Question

Let \(\vec{p} = 2\hat{i} + 3\hat{j} + \hat{k}\) and \(\vec{q} = \hat{i} + 2\hat{j} + \hat{k}\) be two vectors. If a vector \(\vec{r} = \alpha\hat{i} + \beta\hat{j} + \gamma\hat{k}\) is perpendicular to each of the vectors \((\vec{p} + \vec{q})\) and \((\vec{p} - \vec{q})\), and \(|\vec{r}| = \sqrt{3}\), then \(|\alpha| + |\beta| + |\gamma|\) is equal to __________.

Hint:

Note that $(\vec{p}+\vec{q}) \times (\vec{p}-\vec{q}) = -2(\vec{p} \times \vec{q})$. You can save time by calculating $\vec{p} \times \vec{q}$ directly.
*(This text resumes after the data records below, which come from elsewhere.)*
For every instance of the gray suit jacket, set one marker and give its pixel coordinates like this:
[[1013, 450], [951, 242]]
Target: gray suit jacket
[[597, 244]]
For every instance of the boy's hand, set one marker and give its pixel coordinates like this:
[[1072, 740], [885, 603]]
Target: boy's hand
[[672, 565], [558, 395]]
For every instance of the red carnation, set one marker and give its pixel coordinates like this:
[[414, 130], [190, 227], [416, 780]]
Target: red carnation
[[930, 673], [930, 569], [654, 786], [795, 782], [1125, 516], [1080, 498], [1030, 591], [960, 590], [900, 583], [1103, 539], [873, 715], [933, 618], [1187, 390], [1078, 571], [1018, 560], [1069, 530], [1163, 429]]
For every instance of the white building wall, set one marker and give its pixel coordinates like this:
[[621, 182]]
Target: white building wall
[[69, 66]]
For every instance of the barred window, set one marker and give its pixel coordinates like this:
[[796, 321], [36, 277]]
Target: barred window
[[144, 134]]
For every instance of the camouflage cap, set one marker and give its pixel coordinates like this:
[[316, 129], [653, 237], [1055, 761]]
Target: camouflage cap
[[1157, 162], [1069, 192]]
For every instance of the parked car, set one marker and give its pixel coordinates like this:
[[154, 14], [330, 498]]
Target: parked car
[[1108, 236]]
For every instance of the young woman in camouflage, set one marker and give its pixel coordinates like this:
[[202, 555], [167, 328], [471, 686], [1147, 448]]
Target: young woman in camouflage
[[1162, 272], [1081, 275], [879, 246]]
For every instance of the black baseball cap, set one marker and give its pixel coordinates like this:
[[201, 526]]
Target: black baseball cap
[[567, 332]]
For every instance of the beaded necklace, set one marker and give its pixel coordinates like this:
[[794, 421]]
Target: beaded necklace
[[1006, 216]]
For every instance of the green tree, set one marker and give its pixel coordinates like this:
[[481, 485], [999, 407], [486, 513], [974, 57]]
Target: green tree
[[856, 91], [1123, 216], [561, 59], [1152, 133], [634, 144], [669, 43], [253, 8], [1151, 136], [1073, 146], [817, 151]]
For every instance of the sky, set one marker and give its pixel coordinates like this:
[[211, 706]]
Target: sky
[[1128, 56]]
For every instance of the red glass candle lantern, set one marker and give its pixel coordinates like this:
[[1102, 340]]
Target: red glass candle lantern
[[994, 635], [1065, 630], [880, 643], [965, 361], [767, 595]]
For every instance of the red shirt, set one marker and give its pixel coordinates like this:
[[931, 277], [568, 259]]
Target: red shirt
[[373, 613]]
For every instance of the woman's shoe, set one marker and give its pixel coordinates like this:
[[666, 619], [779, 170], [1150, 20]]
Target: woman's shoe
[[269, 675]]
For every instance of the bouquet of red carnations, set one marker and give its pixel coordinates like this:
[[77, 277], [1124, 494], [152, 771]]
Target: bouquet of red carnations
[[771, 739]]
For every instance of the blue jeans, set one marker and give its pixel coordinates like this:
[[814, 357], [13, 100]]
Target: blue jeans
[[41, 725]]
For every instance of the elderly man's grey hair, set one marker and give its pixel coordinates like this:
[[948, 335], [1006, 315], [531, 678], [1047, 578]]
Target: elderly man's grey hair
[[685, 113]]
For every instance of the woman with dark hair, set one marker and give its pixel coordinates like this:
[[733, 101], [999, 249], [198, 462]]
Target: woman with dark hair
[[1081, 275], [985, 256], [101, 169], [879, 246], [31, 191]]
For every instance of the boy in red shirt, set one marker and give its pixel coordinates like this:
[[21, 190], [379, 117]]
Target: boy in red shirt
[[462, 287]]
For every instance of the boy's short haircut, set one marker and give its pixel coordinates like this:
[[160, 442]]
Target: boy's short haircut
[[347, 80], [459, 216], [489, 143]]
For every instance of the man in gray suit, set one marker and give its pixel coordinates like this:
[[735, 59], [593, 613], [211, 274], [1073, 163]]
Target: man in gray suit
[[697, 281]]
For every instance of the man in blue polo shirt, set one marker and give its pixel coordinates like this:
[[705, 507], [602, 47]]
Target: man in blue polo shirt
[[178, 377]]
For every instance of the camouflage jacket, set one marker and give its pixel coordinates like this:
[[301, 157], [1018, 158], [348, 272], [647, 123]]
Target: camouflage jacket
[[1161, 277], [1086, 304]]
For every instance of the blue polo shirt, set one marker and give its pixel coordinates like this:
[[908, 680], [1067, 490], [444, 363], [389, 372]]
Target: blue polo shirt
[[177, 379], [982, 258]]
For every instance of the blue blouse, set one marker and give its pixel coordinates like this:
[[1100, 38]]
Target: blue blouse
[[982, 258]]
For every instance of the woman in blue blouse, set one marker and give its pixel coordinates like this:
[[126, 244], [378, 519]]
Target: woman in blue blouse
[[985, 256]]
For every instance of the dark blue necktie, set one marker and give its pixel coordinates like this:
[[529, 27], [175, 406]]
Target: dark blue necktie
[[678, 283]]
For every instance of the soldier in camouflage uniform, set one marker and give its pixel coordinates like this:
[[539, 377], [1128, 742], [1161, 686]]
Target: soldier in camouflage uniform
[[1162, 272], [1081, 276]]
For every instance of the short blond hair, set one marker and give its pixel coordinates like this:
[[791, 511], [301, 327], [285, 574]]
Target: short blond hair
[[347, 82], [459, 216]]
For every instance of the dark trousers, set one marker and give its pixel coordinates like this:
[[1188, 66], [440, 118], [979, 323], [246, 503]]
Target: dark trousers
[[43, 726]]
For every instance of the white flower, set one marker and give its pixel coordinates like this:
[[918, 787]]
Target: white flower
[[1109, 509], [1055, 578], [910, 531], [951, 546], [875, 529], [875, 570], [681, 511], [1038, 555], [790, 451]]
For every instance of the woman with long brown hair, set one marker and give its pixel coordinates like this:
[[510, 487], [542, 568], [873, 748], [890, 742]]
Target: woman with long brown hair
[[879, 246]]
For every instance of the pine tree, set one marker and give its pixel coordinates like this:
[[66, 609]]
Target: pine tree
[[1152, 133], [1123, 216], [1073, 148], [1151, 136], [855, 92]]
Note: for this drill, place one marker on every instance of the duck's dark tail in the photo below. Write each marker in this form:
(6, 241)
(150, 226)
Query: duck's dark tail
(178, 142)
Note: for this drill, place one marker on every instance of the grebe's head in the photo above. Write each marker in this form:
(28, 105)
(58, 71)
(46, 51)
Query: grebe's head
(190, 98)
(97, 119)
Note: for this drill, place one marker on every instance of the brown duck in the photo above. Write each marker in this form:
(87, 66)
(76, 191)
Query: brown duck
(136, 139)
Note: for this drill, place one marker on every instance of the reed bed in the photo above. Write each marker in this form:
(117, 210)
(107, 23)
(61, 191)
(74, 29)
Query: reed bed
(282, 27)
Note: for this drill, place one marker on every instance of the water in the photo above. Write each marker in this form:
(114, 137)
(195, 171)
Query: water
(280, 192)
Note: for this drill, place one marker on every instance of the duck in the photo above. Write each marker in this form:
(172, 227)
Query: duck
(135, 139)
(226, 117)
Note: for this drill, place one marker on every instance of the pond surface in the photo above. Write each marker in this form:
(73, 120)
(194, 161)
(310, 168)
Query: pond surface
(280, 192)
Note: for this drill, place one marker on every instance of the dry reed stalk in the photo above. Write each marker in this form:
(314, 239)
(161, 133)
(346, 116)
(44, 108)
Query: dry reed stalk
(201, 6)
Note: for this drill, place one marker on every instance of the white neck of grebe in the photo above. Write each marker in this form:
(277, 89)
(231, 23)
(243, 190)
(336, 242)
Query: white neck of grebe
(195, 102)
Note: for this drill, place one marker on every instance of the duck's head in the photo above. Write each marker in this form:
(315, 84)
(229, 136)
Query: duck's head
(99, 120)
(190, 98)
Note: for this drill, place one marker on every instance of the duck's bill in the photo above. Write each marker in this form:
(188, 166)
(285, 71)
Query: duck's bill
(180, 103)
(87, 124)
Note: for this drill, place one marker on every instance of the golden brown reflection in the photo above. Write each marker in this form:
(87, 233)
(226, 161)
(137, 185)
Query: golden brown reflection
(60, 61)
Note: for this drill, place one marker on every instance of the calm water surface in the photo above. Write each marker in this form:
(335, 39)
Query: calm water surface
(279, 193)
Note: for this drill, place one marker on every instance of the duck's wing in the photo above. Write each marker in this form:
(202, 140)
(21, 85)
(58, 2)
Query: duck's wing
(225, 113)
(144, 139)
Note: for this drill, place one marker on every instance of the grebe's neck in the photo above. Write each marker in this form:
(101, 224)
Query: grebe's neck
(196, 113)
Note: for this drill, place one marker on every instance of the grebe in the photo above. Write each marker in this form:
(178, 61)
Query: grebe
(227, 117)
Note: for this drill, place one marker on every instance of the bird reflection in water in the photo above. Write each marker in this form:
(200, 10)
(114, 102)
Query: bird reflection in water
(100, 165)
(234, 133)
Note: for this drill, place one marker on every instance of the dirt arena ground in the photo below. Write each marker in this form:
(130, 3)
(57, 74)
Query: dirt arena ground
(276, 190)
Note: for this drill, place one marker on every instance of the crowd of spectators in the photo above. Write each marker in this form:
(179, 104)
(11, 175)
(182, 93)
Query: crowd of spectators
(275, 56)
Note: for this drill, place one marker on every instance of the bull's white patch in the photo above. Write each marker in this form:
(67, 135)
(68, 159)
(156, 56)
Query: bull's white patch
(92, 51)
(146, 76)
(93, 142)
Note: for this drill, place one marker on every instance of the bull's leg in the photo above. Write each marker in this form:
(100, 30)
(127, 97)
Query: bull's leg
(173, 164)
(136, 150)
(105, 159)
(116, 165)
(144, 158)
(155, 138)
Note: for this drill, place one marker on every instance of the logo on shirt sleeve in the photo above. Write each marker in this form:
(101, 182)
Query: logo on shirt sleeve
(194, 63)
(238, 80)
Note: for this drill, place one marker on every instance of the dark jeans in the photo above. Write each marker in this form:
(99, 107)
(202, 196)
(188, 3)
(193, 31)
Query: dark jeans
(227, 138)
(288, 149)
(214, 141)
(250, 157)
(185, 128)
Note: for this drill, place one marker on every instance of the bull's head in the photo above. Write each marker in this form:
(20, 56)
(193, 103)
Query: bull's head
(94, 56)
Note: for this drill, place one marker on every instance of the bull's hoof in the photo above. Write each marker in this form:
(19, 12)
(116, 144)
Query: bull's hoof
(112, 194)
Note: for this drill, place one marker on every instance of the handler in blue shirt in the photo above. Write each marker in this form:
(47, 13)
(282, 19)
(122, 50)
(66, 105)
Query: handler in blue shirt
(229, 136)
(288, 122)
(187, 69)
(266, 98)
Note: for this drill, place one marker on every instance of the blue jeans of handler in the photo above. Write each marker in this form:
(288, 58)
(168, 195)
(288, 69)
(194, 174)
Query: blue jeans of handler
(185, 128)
The vector $\vec{r}$ will be parallel to it.

Answer 1

Correct Answer: 3

Step 1: Understanding the Concept:
A vector that is perpendicular to two non-parallel vectors must be parallel to their cross product.
We find the vectors \( \vec{p} + \vec{q} \) and \( \vec{p} - \vec{q} \), calculate their cross product, and then scale it to satisfy the magnitude condition.
Step 2: Key Formula or Approach:
1. \( \vec{u} \perp \vec{v}, \vec{w} \implies \vec{u} \parallel (\vec{v} \times \vec{w}) \).
2. Cross product: \[ \vec{A} \times \vec{B} = \begin{vmatrix} \hat{i} & \hat{j} & \hat{k} \\ A_x & A_y & A_z \\ B_x & B_y & B_z \end{vmatrix}. \]
Step 3: Detailed Explanation:
Calculate the target vectors:
\(\vec{p} + \vec{q} = (2+1)\hat{i} + (3+2)\hat{j} + (1+1)\hat{k} = 3\hat{i} + 5\hat{j} + 2\hat{k}\).
\(\vec{p} - \vec{q} = (2-1)\hat{i} + (3-2)\hat{j} + (1-1)\hat{k} = \hat{i} + \hat{j} + 0\hat{k}\).
Find their cross product:
\[ \vec{V} = (\vec{p} + \vec{q}) \times (\vec{p} - \vec{q}) = \begin{vmatrix} \hat{i} & \hat{j} & \hat{k} \\ 3 & 5 & 2 \\ 1 & 1 & 0 \end{vmatrix} \]
\[ \vec{V} = \hat{i}(0-2) - \hat{j}(0-2) + \hat{k}(3-5) = -2\hat{i} + 2\hat{j} - 2\hat{k} \]
The vector \( \vec{r} \) is parallel to \( \vec{V} \), so \[ \vec{r} = \lambda(-2\hat{i} + 2\hat{j} - 2\hat{k}) \]
Magnitude \( |\vec{r}| = \sqrt{4\lambda^2 + 4\lambda^2 + 4\lambda^2} = \sqrt{12\lambda^2} = 2|\lambda|\sqrt{3} \).
Given \( |\vec{r}| = \sqrt{3} \implies 2|\lambda|\sqrt{3} = \sqrt{3} \implies |\lambda| = \frac{1}{2} \).
Thus, \[ \vec{r} = \pm \frac{1}{2}(-2\hat{i} + 2\hat{j} - 2\hat{k}) = \pm(-\hat{i} + \hat{j} - \hat{k}) \]
The components are \( \alpha = \mp 1, \beta = \pm 1, \gamma = \mp 1 \).
The required sum is \[ |\alpha| + |\beta| + |\gamma| = 1 + 1 + 1 = 3. \]
Step 4: Final Answer:
The value of \( |\alpha| + |\beta| + |\gamma| \) is 3.